Megathrust earthquakes – or mega earthquakes – are events of magnitude 9 or above. Previously, scientists had thought mega earthquakes could only happen at the boundary between fast converging young tectonic plates. However, when the 2004 magnitude 9.4 and 2011 magnitude 9 earthquakes struck, scientists realised this could not be the case.
Both of these earthquakes took place in areas where the ruptured lithosphere (Earth's crust and upper mantle) was over 120 million years old.
In a study published in the journal Science, researchers from the US and France were looking to find out if geometry could be involved in the occurrence of mega earthquakes. Lead author Quentin Bletery, from the University of Oregon, said: "The way people in the science community think about earthquakes is that some fault areas resist failure more than others and, when they break, they generate large earthquakes.
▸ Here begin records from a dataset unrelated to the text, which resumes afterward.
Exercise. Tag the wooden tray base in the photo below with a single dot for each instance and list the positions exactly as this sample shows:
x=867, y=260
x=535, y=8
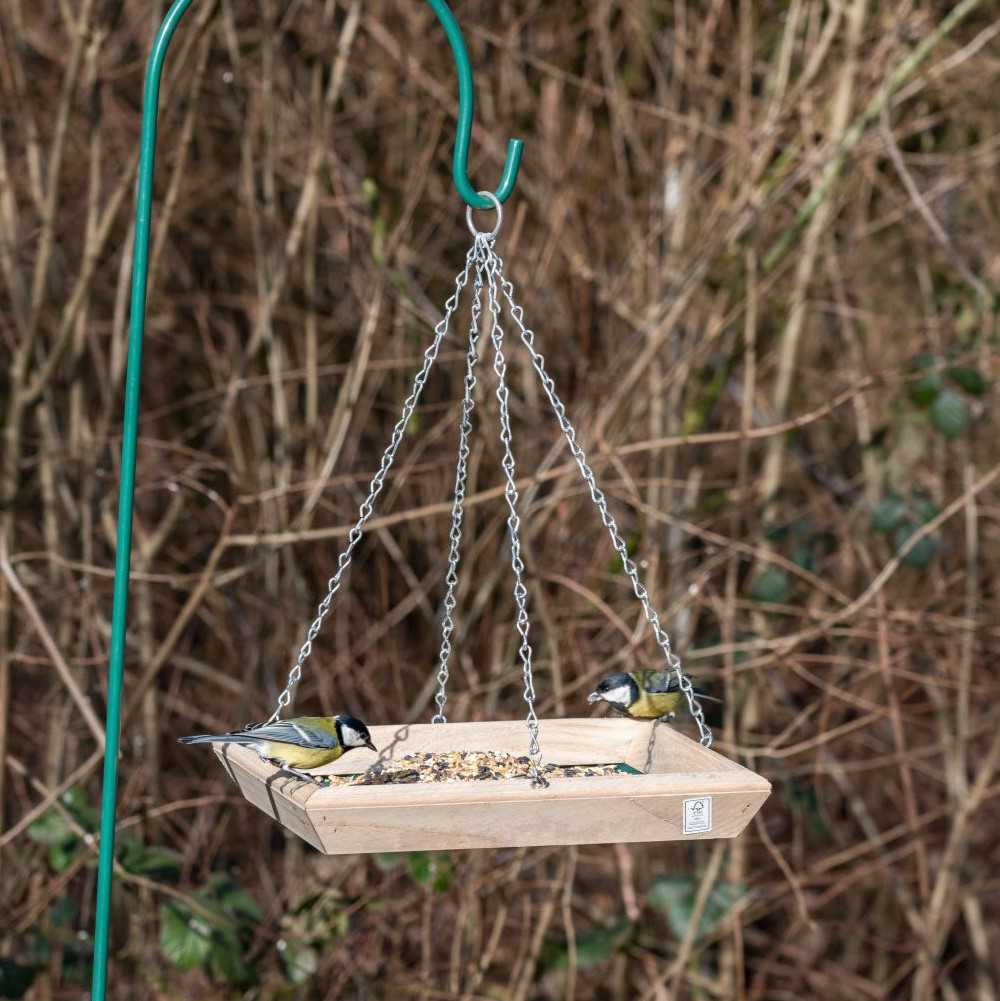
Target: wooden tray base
x=686, y=791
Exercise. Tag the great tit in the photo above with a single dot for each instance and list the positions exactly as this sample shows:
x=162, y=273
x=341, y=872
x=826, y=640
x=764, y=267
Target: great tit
x=292, y=745
x=643, y=695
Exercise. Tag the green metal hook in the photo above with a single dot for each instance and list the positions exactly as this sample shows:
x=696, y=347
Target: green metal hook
x=130, y=424
x=459, y=164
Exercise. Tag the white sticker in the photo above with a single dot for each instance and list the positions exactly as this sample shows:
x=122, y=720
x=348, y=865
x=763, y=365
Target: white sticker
x=698, y=815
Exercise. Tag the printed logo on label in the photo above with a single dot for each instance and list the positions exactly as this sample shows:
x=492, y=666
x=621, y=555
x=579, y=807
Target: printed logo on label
x=698, y=815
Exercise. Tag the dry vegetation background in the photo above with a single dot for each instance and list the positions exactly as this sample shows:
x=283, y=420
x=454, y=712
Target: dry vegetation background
x=759, y=245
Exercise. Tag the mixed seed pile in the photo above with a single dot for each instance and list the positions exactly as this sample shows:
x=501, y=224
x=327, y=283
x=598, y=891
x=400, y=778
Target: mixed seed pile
x=461, y=766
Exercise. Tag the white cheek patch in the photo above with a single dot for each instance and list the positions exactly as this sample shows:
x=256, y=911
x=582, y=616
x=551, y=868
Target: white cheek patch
x=351, y=738
x=622, y=696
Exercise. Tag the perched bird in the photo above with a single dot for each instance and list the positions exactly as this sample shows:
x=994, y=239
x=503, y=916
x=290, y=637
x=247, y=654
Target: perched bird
x=643, y=695
x=292, y=745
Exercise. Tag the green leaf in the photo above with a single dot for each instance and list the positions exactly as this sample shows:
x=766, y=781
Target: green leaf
x=921, y=555
x=163, y=863
x=926, y=510
x=185, y=940
x=772, y=587
x=926, y=389
x=50, y=829
x=15, y=979
x=226, y=960
x=969, y=379
x=889, y=513
x=63, y=854
x=675, y=895
x=950, y=413
x=299, y=962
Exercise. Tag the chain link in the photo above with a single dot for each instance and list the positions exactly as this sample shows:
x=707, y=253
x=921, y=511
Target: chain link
x=460, y=479
x=514, y=520
x=377, y=482
x=486, y=266
x=598, y=496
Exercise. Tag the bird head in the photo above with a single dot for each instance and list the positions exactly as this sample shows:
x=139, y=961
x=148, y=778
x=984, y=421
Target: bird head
x=352, y=733
x=619, y=690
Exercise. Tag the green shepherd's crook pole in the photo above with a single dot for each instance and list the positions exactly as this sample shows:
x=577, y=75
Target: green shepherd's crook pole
x=123, y=552
x=130, y=425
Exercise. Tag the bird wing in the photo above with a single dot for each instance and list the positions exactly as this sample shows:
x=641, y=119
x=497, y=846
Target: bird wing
x=660, y=682
x=293, y=732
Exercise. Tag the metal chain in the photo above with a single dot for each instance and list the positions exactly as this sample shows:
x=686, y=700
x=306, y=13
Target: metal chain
x=491, y=266
x=460, y=479
x=598, y=496
x=377, y=482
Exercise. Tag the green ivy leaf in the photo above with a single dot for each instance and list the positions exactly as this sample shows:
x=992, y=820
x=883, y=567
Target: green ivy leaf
x=185, y=940
x=969, y=379
x=772, y=587
x=926, y=389
x=226, y=960
x=926, y=510
x=299, y=962
x=950, y=413
x=889, y=513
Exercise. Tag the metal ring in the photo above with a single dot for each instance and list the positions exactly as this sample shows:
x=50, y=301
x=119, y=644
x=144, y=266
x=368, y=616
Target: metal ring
x=500, y=216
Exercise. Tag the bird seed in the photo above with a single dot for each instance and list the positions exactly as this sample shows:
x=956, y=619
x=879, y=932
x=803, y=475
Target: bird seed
x=461, y=766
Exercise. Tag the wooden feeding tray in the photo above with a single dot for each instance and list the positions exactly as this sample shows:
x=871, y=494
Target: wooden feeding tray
x=669, y=788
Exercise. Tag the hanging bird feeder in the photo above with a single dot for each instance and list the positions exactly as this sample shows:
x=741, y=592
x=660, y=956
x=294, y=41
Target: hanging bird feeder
x=588, y=780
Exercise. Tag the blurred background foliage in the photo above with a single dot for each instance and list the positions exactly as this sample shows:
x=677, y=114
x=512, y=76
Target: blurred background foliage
x=758, y=243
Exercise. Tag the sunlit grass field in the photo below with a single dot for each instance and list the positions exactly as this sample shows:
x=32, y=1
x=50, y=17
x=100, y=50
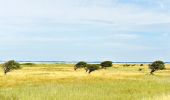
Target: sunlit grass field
x=61, y=82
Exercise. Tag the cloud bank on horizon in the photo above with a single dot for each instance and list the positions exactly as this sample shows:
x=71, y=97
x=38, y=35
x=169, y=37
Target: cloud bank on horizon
x=118, y=30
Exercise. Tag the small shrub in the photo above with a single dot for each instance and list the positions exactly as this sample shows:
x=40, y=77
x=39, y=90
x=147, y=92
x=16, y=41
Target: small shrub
x=106, y=64
x=157, y=65
x=92, y=67
x=10, y=65
x=80, y=64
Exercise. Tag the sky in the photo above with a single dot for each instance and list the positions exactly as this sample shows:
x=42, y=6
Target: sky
x=85, y=30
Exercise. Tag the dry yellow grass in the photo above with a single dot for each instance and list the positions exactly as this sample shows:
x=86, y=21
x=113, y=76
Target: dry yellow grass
x=114, y=82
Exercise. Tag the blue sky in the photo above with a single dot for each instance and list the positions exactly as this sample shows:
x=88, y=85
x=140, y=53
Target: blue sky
x=90, y=30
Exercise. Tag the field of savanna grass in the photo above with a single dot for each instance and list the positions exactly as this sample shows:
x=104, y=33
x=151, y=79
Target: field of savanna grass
x=61, y=82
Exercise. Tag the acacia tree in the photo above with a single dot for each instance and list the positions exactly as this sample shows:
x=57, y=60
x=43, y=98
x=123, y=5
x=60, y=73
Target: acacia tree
x=91, y=67
x=10, y=65
x=80, y=64
x=106, y=64
x=157, y=65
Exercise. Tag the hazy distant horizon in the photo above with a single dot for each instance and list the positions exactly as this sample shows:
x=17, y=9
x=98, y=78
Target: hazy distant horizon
x=88, y=30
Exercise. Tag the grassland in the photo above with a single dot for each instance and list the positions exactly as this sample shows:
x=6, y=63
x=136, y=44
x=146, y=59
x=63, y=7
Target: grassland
x=61, y=82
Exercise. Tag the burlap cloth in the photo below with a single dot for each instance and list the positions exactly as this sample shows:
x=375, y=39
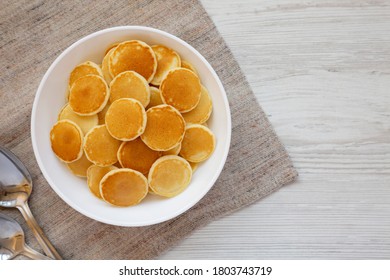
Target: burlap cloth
x=34, y=33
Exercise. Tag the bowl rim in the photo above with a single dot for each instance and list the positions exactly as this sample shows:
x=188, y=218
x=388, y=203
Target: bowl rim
x=53, y=184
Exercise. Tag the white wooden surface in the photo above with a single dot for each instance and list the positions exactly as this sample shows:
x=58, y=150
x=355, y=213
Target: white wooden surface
x=321, y=72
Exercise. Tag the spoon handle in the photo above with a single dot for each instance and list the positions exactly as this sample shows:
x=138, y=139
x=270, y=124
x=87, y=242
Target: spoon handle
x=47, y=247
x=32, y=254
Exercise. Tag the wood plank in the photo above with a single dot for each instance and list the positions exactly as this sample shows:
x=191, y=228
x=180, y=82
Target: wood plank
x=320, y=70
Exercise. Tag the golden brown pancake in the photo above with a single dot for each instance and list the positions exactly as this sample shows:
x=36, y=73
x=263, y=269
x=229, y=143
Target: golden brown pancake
x=189, y=66
x=102, y=114
x=194, y=166
x=95, y=174
x=80, y=166
x=126, y=119
x=66, y=140
x=105, y=68
x=84, y=69
x=123, y=187
x=181, y=89
x=100, y=147
x=155, y=98
x=174, y=151
x=136, y=155
x=198, y=143
x=134, y=56
x=130, y=84
x=167, y=59
x=88, y=95
x=202, y=111
x=164, y=129
x=84, y=122
x=169, y=176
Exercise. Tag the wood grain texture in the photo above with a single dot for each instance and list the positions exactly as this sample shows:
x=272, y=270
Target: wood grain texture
x=321, y=72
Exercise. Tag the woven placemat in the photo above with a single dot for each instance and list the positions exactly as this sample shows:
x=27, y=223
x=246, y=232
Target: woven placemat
x=34, y=33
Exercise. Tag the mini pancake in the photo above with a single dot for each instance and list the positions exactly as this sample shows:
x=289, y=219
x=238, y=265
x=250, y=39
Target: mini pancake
x=80, y=166
x=88, y=95
x=123, y=187
x=84, y=69
x=169, y=176
x=198, y=143
x=136, y=155
x=167, y=59
x=202, y=111
x=126, y=119
x=110, y=47
x=66, y=140
x=164, y=129
x=155, y=98
x=100, y=147
x=181, y=89
x=134, y=56
x=130, y=84
x=189, y=66
x=105, y=68
x=84, y=122
x=95, y=174
x=194, y=166
x=174, y=151
x=102, y=114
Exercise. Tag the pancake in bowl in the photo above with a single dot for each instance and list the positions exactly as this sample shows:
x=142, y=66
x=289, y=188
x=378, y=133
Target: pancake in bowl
x=189, y=66
x=105, y=68
x=155, y=98
x=100, y=147
x=136, y=155
x=174, y=151
x=169, y=176
x=126, y=119
x=181, y=89
x=95, y=174
x=84, y=69
x=167, y=59
x=88, y=95
x=130, y=84
x=194, y=166
x=80, y=166
x=202, y=111
x=164, y=129
x=86, y=123
x=66, y=140
x=135, y=56
x=123, y=187
x=198, y=143
x=102, y=114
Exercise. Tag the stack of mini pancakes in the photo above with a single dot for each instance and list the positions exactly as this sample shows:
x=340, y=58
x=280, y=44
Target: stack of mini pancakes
x=136, y=124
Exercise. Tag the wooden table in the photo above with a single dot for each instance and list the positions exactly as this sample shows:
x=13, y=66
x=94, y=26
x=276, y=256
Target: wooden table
x=321, y=71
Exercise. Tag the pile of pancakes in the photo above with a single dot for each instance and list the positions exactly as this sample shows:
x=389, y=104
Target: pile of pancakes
x=136, y=124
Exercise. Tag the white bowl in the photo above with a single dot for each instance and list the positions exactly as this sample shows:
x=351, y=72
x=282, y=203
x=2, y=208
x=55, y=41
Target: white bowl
x=50, y=97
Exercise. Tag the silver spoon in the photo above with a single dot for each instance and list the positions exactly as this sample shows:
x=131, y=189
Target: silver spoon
x=12, y=241
x=15, y=189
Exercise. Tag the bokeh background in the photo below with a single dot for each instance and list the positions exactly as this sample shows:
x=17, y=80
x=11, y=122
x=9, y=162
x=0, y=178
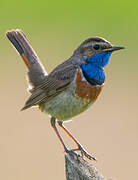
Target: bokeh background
x=29, y=148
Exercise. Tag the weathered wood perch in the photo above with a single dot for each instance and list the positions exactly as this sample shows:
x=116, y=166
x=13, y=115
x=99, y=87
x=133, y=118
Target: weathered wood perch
x=79, y=169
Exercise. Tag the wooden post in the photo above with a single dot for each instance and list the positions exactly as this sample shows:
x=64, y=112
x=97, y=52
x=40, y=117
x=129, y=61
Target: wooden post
x=79, y=169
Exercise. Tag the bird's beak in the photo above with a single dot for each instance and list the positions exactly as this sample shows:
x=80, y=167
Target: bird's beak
x=114, y=48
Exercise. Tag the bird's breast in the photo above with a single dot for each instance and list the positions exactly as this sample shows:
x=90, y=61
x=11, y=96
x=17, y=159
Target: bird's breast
x=74, y=100
x=85, y=90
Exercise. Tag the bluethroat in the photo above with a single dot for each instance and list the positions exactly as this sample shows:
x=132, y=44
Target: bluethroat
x=72, y=87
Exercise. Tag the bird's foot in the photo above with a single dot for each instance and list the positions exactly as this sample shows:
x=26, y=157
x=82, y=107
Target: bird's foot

"The reason they resist failure longer is often debated. I thought variations in fault geometry could be responsible, so I looked for changes in the slope of the major subduction faults of the world."
To develop this idea, Bletery and colleagues created a model the examined the geometry of subduction faults around the globe. They identified slope gradients then matched them to the distribution of the biggest earthquakes from the past.
Findings, much to Bletery's surprise, showed the flatter the fault, the more likely it was to experience a mega earthquake. "What I found is the opposite of what I expected: Very large earthquakes occur on fault areas where the slope is the most regular, or flat."
Calculations showed the likelihood mega earthquakes are linked to fault curves is over 99%. Amanda Thomas, co-author of the study, said: "The correlation of the curvatures to mega-quakes is strong. The data don't lie."
The team believes flat plates may produce mega earthquakes because rupture thresholds are far longer. Conversely, on curved plates the distance a rupture can travel is restricted by portions of the fault that are not ready to fail. "Earthquakes like the one that happened in Sumatra are mind-bogglingly large," Thomas said. "The rupture was 1,600km (994 miles) long."
Identifying regions at risk, they wrote: "The curvature is particularly small in the Japan-Kuriles-Kamchatka, Alaska-Aleutians, Sumatra-Java, South America, and Cascadia subduction zones, which are known to produce magnitude 9.0 earthquakes."
They said the findings will not help predict when the next mega earthquake will take place. Alan Rempel, another co-author, said: "Instead, our findings backstop the idea that if you are at a location that hasn't had evidence for large earthquakes in the past and your location is on a curvy plate, then maybe mega-quake will never happen. Not all subduction zones can have really large earthquakes is the implication of this study." The team now plans to work out exactly why flat plates are more prone to massive earthquakes.